Banyak cinta dan kasih sayang yang dikirimkan kepada setiap orang yang mungkin membaca cerita ini dan mempelajari bagaimana untuk MENCINTAI SESAMA DAN MEMANFAATKAN BENDA-BENDA BUKANNYA MENCINTAI BENDA DAN MEMANFAATKAN SESAMA.
Jika anda berpikir bahwa cerita ini telah menyentuh anda dengan cara apapun, tolong kirimkan cerita ini kepada setiap orang yang anda kenal. Disini ada seorang malaikat yang dikirimkan untuk mengawasi anda. Supaya malaikat itu bisa bekerja, anda harus menyampaikan cerita ini pada orang-orang yang ingin anda awasi. Seorang malaikat menulis: Banyak orang akan datang dan pergi dari kehidupanmu, tetapi hanya sahabat2 sejati yang akan meninggalkan jejak di dalam hatimu. Untuk menangani dirimu, gunakan kepalamu. Tetapi untuk menangani orang lain, gunakan hatimu.
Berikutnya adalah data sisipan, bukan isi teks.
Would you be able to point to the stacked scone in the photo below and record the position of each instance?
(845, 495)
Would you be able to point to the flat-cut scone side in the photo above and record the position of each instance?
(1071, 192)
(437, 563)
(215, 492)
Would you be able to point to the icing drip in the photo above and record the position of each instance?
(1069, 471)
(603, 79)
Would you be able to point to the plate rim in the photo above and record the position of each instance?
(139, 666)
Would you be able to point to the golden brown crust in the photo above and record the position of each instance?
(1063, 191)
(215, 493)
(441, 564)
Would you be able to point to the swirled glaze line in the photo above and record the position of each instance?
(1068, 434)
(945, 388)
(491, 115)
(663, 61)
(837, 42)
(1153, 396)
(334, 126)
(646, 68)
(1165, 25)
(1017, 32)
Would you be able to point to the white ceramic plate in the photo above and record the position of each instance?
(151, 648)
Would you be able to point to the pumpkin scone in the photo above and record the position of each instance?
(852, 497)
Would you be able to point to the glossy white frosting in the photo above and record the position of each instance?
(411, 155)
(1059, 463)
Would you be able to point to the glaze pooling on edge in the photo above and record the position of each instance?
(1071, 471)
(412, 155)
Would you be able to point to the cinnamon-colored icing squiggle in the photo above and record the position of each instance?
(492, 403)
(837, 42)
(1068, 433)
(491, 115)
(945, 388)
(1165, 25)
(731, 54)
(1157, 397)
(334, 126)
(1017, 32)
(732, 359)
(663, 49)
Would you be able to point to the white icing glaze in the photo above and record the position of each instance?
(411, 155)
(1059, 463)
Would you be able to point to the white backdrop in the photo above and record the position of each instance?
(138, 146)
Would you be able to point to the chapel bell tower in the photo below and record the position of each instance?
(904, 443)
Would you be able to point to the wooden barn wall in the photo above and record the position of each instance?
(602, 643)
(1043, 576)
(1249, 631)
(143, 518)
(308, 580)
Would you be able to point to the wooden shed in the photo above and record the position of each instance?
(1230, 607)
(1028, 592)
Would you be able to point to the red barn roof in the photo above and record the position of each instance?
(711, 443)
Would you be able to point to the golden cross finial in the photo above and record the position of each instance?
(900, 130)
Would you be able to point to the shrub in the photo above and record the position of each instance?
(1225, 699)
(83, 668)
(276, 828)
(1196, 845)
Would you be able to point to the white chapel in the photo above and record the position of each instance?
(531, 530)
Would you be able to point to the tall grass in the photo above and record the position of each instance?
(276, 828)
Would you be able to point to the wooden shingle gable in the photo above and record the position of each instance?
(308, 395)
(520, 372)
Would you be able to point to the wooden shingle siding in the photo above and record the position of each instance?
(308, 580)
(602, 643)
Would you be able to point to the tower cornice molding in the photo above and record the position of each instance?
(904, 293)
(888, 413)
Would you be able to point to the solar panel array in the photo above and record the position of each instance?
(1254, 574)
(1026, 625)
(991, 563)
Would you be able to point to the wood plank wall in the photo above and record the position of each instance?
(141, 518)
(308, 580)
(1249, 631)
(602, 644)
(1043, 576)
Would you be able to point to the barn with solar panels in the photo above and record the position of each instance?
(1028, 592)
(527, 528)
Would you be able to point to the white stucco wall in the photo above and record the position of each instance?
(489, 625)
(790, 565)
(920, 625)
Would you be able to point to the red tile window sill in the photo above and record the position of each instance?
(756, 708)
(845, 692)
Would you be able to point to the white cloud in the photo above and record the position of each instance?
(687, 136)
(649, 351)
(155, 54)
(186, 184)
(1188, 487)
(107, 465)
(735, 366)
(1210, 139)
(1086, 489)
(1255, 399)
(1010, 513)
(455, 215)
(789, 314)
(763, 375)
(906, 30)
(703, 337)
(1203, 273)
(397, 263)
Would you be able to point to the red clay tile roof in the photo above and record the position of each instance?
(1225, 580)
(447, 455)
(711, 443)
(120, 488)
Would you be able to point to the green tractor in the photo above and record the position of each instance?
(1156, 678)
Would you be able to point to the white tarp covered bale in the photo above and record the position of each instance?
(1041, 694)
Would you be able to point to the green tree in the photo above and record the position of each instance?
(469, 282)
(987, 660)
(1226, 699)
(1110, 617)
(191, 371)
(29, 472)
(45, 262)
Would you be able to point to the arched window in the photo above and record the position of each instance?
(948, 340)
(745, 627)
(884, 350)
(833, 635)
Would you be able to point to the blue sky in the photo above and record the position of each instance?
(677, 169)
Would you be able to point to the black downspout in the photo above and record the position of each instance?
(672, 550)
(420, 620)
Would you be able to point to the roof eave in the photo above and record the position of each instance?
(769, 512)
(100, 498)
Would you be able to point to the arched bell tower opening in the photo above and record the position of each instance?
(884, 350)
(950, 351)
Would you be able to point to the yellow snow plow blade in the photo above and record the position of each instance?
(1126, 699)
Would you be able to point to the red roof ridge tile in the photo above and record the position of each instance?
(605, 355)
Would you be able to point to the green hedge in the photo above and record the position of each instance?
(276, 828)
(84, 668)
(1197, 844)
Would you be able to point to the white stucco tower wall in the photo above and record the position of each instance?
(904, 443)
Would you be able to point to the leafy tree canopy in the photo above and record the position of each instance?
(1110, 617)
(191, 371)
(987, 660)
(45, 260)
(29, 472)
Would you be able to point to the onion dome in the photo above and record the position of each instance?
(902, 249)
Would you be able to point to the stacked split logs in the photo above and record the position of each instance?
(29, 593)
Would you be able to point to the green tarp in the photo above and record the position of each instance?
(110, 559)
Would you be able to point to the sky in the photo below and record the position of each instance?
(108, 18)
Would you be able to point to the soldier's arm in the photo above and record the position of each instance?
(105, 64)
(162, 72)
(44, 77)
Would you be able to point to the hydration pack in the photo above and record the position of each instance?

Tuhan memberikan kepada setiap burung makanan mereka, tetapi Ia tidak melemparkan makanan itu ke dalam sarang mereka. Ia yang kehilangan uang, kehilangan banyak; Ia yang kehilangan seorang teman, kehilangan lebih banyak; tetapi ia yang kehilangan keyakinan, kehilangan semuanya. Orang-orang muda yang cantik adalah hasil kerja alam, tetapi orang-orang tua yang cantik adalah hasil karya seni. Belajarlah dari kesalahan orang lain. Engkau tidak dapat hidup cukup lama untuk mendapatkan semua itu dari dirimu sendiri.